1. Create and implement a Menopause Policy
- A policy provides clarity for managers and employees by, for example, setting out key responsibilities and signposting to sources of support.
- It breaks the longstanding taboo. It normalises and encourages discussions of menopause in the workplace, so that staff don’t feel they need to struggle alone.
- By breaking this silence, a policy then provides an opportunity to engage with employees on any issues and shows the workforce that it regards the menopause as a serious work-related health issue.
2. Train managers
81.3% of women we spoke to felt their line managers needed to receive specialist training about the menopause. There are many resources which can support managers to effectively manage people with menopausal symptoms. Two examples include this guide from CIPD and this highly regarded training by Menopause in the Workplace.
- Appropriately trained managers can enable women to carry on working through the menopause where appropriate.
- Workers will feel more able to speak to their managers about any reasonable adjustments that workplaces are legally obliged to provide.
3. Support the creation of peer-led groups and women’s networks
Giving women the opportunity to network with colleagues experiencing similar issues is a simple and effective way to encourage a supportive environment within your workplace. Women we spoke to reported wanting:
- A safe and understanding space for women to share ideas and experiences
- More educational materials and resources, such as Meg Mathews’ website.
- “Confidence re-building sessions”
- Opportunities to network with other women within their organisation
‘Menopause Cafes’ are one type of peer support group that women can set-up and attend, offering accessible spaces free from stigma.
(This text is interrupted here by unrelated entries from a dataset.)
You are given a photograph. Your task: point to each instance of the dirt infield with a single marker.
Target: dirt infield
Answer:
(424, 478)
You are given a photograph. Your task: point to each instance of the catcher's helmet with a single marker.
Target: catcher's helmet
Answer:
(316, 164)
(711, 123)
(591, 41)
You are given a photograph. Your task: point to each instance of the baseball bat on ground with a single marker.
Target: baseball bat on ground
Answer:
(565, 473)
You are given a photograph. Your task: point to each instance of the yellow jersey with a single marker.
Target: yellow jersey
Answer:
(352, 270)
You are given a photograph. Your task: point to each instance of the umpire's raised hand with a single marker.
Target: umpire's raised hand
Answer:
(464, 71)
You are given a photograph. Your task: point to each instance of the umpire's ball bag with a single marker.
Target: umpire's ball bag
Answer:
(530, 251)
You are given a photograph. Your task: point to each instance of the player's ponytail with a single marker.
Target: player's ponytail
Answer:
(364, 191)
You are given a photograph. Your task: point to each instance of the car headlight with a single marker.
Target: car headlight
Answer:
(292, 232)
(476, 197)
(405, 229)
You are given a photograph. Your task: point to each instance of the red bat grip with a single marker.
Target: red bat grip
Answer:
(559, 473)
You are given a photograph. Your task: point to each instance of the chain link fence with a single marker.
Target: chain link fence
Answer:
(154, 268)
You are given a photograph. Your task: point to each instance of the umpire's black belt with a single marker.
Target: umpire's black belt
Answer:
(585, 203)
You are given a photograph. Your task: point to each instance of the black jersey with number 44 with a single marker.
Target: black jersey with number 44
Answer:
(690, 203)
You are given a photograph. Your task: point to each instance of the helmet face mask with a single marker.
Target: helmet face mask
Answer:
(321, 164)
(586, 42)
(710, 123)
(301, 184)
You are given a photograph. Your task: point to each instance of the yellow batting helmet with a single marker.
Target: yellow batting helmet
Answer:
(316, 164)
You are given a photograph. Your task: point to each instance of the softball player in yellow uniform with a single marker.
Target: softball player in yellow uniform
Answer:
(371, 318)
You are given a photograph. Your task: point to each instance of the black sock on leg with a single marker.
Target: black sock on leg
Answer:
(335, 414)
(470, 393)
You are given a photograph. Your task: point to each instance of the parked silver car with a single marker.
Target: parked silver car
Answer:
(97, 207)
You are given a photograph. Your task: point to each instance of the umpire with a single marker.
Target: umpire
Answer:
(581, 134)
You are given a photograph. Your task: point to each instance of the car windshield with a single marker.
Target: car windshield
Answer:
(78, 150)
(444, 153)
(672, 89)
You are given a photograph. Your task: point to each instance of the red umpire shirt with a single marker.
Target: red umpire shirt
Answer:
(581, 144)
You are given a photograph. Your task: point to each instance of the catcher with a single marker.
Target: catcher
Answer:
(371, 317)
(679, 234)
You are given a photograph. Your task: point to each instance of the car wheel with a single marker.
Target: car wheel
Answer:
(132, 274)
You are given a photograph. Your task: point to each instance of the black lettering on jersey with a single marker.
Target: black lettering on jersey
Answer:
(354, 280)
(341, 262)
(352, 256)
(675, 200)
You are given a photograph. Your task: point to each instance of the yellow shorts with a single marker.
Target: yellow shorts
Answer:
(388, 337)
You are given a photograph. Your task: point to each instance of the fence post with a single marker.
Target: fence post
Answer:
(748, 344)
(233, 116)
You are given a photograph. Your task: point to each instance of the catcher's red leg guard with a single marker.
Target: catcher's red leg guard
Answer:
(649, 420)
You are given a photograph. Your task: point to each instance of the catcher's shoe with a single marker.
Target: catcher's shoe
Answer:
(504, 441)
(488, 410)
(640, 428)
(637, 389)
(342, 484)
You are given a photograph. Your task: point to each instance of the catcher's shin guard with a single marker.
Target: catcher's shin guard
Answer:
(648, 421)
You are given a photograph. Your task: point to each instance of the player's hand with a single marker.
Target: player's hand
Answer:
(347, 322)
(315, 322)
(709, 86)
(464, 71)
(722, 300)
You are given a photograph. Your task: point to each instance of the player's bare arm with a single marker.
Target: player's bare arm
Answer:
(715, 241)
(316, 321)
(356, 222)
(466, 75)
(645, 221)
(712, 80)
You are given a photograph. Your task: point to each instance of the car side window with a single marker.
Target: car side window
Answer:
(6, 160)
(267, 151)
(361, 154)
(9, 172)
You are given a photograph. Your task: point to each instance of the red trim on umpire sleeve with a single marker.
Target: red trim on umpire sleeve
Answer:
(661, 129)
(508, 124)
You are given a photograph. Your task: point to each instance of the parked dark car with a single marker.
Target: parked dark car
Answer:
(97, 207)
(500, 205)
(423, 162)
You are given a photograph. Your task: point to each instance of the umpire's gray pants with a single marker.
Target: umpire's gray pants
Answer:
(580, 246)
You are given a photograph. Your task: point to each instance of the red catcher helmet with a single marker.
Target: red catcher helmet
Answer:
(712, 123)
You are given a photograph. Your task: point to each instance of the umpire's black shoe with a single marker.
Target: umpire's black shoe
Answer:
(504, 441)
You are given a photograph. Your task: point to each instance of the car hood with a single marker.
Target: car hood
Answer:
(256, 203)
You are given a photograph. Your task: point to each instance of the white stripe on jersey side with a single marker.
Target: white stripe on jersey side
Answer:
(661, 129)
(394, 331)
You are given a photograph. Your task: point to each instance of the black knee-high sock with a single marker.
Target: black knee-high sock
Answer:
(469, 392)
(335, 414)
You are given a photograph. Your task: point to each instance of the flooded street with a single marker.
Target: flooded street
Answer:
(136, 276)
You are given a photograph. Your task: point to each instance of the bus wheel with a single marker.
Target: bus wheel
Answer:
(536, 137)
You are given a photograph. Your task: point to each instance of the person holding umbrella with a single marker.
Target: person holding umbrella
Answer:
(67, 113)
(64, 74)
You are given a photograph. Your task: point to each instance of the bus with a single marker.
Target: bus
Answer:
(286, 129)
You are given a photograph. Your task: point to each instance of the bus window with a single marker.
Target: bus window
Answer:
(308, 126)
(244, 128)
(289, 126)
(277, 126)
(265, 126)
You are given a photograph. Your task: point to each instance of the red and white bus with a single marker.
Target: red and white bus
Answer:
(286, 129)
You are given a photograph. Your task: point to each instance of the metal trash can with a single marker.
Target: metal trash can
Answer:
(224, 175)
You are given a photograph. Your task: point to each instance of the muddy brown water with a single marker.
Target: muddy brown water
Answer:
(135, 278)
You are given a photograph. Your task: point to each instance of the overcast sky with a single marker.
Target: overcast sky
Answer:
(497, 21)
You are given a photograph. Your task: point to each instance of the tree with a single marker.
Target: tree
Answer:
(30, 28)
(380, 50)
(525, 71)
Find out more about menopause cafes here.
4. Offer extra mental health support to employees
Anxiety and depression are both symptoms sometimes experienced during menopause. Employers can help by increasing their mental health provision, and actively encouraging employees to partake in the services provided. Smaller organisations can also signpost employees to affordable mental health support, such as our own counselling service.
5. Supply blue screen filters
A number of women reported migraines and headaches as a menopausal symptom. Employers could provide blue screen filters to employees to help reduce the risk of migraines caused by screens.
6. Flexible working
Women have mostly reported positively about home working. This is due to having more control over the temperature of their space, easier access to toilets, improved diet, and more flexible breaks. On the other hand, some women did report feeling socially isolated while working from home, and an increase in lethargy and brain fog from a lack of commute and social interaction.
Employers are encouraged to offer flexible working where possible, including home working, plus an increased amount of social activities to tackle the potential isolation of working from home.
If you’d like to find out more, our full Menopause in the Workplace report contains our research from the findings from our surveys, focus groups and email interviews, as well as recommendations for employers. We published this report during the pandemic so some of it relates to Covid-19, but much of it is still, unfortunately, just as relevant today.
* Please note that the women referred to in this work are primarily cisgender women, based on who opted to participate in our research. But it is important to note that it’s not just cis women who experience menopause, and not all women go through menopause either. The experiences of menopause for trans people varies hugely depending on individuals’ circumstances. We have included some links about trans menopause in our resources page.